浪人生の頃②
ある日の朝、予備校に向かう電車に乗っていた時のこと。
僕は突然、息苦しさを覚えた。
息が苦しい。窒息しそうだ。
このままでは死んでしまう。
そんな考えが頭をよぎり、目の前が真っ暗になった。

気がつくと、僕は車内の床に嘔吐していた。
次の駅でドアが開くと同時に電車から急いで降り、ホームに設置された椅子に座って目を閉じた。
20分ぐらいそのままだったように思う。
このままではいけないと思い、トイレに行って嘔吐物が付着した服を水で洗った。
Tシャツはかなり汚れてしまっており、洗っても茶色いシミがとれなかったが、構わず僕は予備校に向かった。

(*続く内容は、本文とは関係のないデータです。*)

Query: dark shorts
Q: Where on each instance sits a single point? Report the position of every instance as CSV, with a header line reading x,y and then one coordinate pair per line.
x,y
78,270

予備校に着くと、1時間目の化学の講義がほぼ終わってしまっていた。
ノートを写させてもらいたかったが、僕には友達がいない。
仕方なく、職員室に行き、先生にお願いしたが
「友達にコピーさせてもらって」
と言われてしまった。
僕は半泣きになりながら
「この予備校に先日入ったばかりなので、知り合いがいないんです」と嘘をついた。
先生は
「えっ?友達いないの?」
と困惑した様子で言っていたが、ちょうどその時、先生のところに質問に来ていた男子学生がいたことで、僕はなんとか彼にコピーさせてもらうことができた。
快くコピーさせてくれたその方には今でも感謝している。
<P.S.> 前述した症状は“パニック障害”と呼ばれるものである。本来ならば薬物療法を行うべきなのだが、僕の場合は重篤化しなかったため、年月を重ねるうちに次第に症状が起こらなくなっていった。